Es kann sich natürlich auch um jedes andere Bauteil 16 handeln,
besonders bevorzugt bezieht sich die Erfindung allerdings auf im Kraftfahrzeugbau
einsetzbare Bauteile 16 wie beispielsweise die dargestellte
Kraftfahrzeugkarosserie 17. Dabei wird das Bauteil 16 mit
wenigstens einer mittels UV-Licht aushärtbaren Beschichtungslage versehen.
Die Belichtungskammer 14 hat im vorliegenden Ausführungsbeispiel
einen im Wesentlichen ellipsoiden Innenraum 16, theoretisch
kann dieser allerdings auch kugelförmig ausgebildet sein.

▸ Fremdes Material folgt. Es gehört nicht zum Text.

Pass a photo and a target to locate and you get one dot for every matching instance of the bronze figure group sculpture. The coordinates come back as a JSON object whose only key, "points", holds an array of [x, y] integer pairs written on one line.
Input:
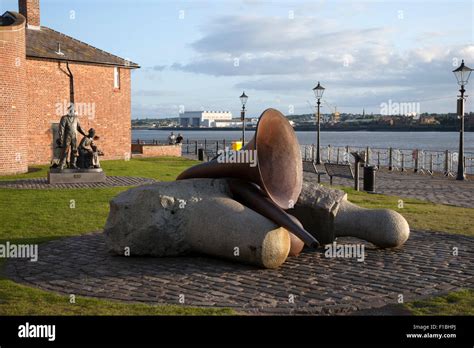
{"points": [[74, 155]]}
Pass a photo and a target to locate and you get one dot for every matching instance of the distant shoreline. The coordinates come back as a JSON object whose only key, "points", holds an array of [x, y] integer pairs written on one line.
{"points": [[324, 129]]}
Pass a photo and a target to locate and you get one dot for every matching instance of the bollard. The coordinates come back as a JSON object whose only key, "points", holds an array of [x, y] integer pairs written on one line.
{"points": [[415, 156], [201, 155], [390, 159], [446, 163], [369, 178], [356, 175], [431, 163]]}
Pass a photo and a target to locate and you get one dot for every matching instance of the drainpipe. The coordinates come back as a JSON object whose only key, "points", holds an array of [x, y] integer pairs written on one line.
{"points": [[71, 85]]}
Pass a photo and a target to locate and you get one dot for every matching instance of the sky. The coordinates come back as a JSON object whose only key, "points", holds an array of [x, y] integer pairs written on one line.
{"points": [[201, 55]]}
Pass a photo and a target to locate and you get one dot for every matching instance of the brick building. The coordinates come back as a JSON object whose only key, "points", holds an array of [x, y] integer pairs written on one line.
{"points": [[35, 88]]}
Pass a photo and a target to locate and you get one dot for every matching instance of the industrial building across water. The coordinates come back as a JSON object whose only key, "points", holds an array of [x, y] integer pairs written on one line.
{"points": [[213, 119]]}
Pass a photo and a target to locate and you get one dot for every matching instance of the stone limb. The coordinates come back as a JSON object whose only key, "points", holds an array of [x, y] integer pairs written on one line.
{"points": [[316, 209], [383, 227], [326, 213]]}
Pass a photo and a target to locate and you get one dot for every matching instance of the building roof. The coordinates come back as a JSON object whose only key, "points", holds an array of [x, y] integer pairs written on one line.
{"points": [[51, 44]]}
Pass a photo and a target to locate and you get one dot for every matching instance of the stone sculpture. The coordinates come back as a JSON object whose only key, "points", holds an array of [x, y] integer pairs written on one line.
{"points": [[245, 218], [327, 214], [198, 215]]}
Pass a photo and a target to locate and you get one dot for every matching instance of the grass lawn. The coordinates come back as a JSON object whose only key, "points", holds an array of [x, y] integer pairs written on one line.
{"points": [[34, 216]]}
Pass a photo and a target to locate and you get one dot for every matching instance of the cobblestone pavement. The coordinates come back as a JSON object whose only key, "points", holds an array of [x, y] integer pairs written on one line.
{"points": [[425, 266], [42, 183], [436, 189]]}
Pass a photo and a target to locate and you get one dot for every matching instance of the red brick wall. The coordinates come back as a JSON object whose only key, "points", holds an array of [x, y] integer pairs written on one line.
{"points": [[48, 87], [13, 102], [157, 150], [30, 9]]}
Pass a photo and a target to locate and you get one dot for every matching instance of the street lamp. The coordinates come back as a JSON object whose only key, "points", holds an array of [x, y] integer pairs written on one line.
{"points": [[243, 100], [318, 92], [462, 74]]}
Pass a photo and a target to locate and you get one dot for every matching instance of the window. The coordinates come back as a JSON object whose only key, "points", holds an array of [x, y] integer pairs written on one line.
{"points": [[116, 78]]}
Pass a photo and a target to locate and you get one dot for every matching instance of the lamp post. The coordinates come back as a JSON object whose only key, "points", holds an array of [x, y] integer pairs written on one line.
{"points": [[243, 100], [462, 74], [318, 92]]}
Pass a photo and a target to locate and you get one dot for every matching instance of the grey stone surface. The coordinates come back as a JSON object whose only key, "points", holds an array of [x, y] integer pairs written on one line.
{"points": [[316, 209], [425, 266], [326, 213], [437, 189], [174, 218], [383, 227], [72, 176]]}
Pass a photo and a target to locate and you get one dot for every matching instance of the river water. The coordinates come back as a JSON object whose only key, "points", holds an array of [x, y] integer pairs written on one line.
{"points": [[400, 140]]}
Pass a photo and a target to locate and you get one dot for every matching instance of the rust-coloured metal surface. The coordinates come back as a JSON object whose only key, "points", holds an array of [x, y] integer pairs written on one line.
{"points": [[251, 196], [279, 169]]}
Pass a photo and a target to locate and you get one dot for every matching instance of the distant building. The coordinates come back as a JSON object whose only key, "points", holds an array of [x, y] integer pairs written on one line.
{"points": [[430, 120], [233, 123], [203, 118]]}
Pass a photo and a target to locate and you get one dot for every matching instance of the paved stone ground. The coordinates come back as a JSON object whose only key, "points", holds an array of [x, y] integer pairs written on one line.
{"points": [[42, 183], [436, 189], [424, 267]]}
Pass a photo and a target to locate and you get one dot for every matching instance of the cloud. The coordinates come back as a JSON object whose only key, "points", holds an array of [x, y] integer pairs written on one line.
{"points": [[153, 93]]}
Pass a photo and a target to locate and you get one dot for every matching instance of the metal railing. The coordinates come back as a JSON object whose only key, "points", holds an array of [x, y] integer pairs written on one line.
{"points": [[416, 160]]}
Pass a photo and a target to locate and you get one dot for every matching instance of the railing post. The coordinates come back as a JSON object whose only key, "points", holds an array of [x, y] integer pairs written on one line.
{"points": [[415, 154], [390, 159]]}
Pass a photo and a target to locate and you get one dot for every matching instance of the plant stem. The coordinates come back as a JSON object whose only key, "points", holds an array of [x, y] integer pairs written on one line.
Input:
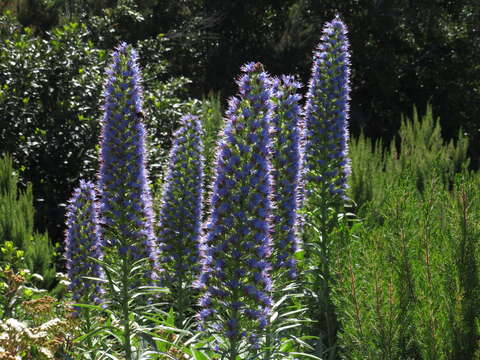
{"points": [[125, 308]]}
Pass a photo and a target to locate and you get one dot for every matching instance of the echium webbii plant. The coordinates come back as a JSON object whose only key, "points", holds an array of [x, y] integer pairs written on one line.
{"points": [[327, 170], [236, 246], [82, 242], [126, 204], [326, 114], [181, 212], [287, 160]]}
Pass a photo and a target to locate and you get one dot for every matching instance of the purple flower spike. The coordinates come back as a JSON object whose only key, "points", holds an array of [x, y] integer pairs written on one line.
{"points": [[236, 246], [125, 204], [287, 164], [181, 209], [82, 241], [327, 111]]}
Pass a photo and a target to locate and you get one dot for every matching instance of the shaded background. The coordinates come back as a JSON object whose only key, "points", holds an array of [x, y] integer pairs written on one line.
{"points": [[405, 53]]}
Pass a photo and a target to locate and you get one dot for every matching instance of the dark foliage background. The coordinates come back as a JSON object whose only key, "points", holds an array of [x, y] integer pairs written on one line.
{"points": [[404, 53]]}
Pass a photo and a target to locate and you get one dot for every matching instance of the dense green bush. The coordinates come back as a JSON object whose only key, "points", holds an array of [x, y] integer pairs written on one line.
{"points": [[408, 279], [50, 106], [418, 152], [17, 226]]}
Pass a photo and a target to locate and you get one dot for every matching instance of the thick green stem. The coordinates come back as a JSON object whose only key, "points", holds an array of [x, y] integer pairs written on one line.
{"points": [[125, 308]]}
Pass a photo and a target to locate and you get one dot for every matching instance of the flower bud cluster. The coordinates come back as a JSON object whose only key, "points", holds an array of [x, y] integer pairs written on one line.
{"points": [[287, 161], [236, 247], [125, 203], [82, 241], [326, 112], [181, 208]]}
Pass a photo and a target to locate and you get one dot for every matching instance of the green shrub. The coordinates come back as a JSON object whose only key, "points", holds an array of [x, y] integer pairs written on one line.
{"points": [[17, 225]]}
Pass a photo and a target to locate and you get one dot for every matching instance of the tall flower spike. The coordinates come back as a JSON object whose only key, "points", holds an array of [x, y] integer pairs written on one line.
{"points": [[326, 113], [126, 204], [287, 165], [181, 209], [236, 246], [81, 242]]}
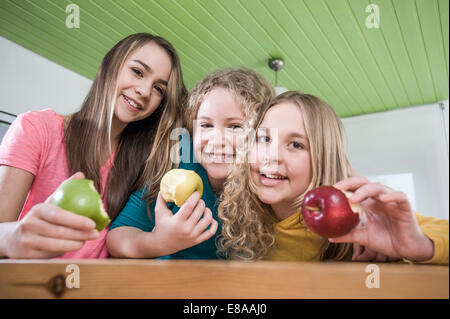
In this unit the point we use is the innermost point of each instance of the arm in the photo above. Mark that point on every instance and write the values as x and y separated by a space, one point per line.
132 242
437 231
172 232
46 231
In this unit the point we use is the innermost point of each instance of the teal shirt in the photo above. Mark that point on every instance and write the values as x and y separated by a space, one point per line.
134 214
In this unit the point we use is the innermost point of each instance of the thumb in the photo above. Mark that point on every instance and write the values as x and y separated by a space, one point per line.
161 207
77 175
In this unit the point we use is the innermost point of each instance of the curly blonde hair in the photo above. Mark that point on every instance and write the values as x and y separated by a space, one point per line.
252 90
247 223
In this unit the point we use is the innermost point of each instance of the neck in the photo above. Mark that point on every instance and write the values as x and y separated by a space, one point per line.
283 210
216 185
117 128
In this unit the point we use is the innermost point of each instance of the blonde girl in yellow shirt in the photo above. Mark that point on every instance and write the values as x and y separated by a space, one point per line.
298 145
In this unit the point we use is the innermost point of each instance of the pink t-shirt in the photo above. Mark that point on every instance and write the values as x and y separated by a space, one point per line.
35 143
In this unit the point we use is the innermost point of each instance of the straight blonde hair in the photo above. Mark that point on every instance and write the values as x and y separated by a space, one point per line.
248 223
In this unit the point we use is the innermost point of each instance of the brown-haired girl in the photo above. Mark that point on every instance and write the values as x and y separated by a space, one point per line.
120 133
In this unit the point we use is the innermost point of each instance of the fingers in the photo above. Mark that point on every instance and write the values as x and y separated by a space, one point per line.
46 229
77 175
352 183
204 222
396 197
365 255
197 213
58 216
161 207
189 205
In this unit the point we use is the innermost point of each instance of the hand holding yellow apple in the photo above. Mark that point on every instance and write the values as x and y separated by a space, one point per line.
178 184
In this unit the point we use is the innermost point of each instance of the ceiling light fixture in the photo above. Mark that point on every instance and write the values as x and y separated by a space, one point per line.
276 65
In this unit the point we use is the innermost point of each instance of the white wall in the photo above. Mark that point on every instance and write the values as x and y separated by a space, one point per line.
406 149
31 82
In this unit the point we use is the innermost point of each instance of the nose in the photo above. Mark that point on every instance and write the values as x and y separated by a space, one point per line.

Innerhalb des ellipsoiden Innenraums 18 wird die Kraftfahrzeugkarosserie 17 mit
UV-Licht beaufschlagt. Es wird wenigstens eine Beschichtungslage
in dem Beschichtungsraum 12, in welchem sich auch die Belichtungskammer 14 befindet,
auf die Kraftfahrzeugkarosserie 17 aufgebracht. Hierdurch
sind Aufbringen der Lackschicht und anschließende UV-Aushärtung
räumlich miteinander integriert. In der in 1 dargestellten
Ausführungsform wird die Beschichtungslage sogar in der
Belichtungskammer 14 auf die Kraftfahrzeugkarosserie 17 aufgebracht.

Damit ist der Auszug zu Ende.